9.1. Dans un atelier d'écriture, on écrit ; or, il n'est pas question de faire écrire qui ne sait pas écrire. On doit d'abord apprendre. Cette évidence n'est qu'à moitié vraie. Il y a bien quelques moyens d'écrire dans une langue qu'on ne sait écrire, mais ils supposent au moins une bonne communication orale. Les conditions n'étaient pas réunies.
"Atelier d'écriture" est en
réalité un terme très élastique, qui
recouvre les pratiques les plus diverses. J'aurais pu écrire
ce qu'auraient bien voulu me conter les stagiaires, et l'on aurait pu
appeler ça un atelier d'écriture. Cette façon de
procéder est trop éloignée de ma
démarche, de mes recherches et de mes pratiques
littéraires, théoriques et didactiques.
Ce que j'ai fait ressemble à des cours de
Français, mais ils sont en totale
complémentarité avec ma pratique et ma conception de
l'atelier d'écriture.
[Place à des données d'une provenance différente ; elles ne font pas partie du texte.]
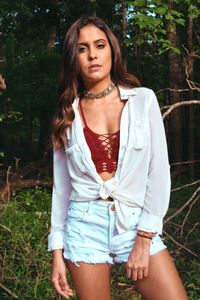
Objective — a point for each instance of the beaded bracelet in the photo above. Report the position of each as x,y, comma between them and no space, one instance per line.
145,236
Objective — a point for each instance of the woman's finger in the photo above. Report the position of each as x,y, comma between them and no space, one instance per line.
63,283
128,272
146,271
134,274
140,273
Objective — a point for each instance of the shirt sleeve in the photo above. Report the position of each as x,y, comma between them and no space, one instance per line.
158,188
60,199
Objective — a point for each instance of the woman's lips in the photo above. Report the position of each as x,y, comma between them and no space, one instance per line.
94,68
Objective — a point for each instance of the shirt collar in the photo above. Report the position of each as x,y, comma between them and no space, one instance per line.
126,93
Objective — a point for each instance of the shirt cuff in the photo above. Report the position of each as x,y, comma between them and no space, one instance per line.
55,240
150,223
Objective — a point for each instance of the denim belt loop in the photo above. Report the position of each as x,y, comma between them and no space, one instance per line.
90,207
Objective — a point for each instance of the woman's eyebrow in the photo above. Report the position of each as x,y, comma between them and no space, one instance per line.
85,43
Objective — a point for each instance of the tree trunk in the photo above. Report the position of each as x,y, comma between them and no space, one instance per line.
124,32
190,67
174,74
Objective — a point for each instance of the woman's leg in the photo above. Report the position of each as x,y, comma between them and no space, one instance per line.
163,281
91,281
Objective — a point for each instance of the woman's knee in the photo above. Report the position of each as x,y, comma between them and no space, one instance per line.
163,281
91,281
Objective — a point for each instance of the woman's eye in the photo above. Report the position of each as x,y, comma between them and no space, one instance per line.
100,46
81,50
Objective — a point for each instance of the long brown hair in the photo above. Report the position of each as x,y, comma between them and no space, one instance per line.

Ils en sont la stricte application
à l'apprentissage du Français et, par certains
côtés, la contre expérience. Elle fut seulement
trop brève pour me permettre tout à la fois
d'étayer, d'appliquer et mieux structurer l'ébauche
d'une méthode.
9.2. Ma conception de l'atelier d'écriture repose sur deux idées fortes :
9.2.1. Tout d'abord, je considère que,
indépendamment de telle langue que l'on peut utiliser et plus
ou moins bien connaître, il est des manières plus ou
moins efficaces de se servir de quelque langue que ce soit.
Ce sont deux choses différentes. On peut
avoir un riche vocabulaire, appliquer parfaitement les règles
de la grammaire et faire un piètre orateur ou un pire auteur.
On peut être bon parleur et bon auteur -plus rarement les deux-
en s'en tenant à un vocabulaire de base et à des
construction standard. "Laissons les vents gémir et les rois
murmurer" est incontestablement une proposition très simple,
comme "La chair est triste, hélas! et j'ai lu tous les
livres".
Ce sont deux choses différentes, et qui
pourtant se complètent et s'enrichissent. Bien des
règles de grammaire paraîtront du pur bysantisme
à qui n'en perçoit pas les possibilités
rhétoriques. Le vocabulaire le plus détaillé
échoue là où réussit une image juste; et
ce vocabulaire sera dur à acquérir et de peu
d'utilité tant qu'on ne saura pas tirer partie de la richesse
de sens que peut générer chaque mot dans son contexte.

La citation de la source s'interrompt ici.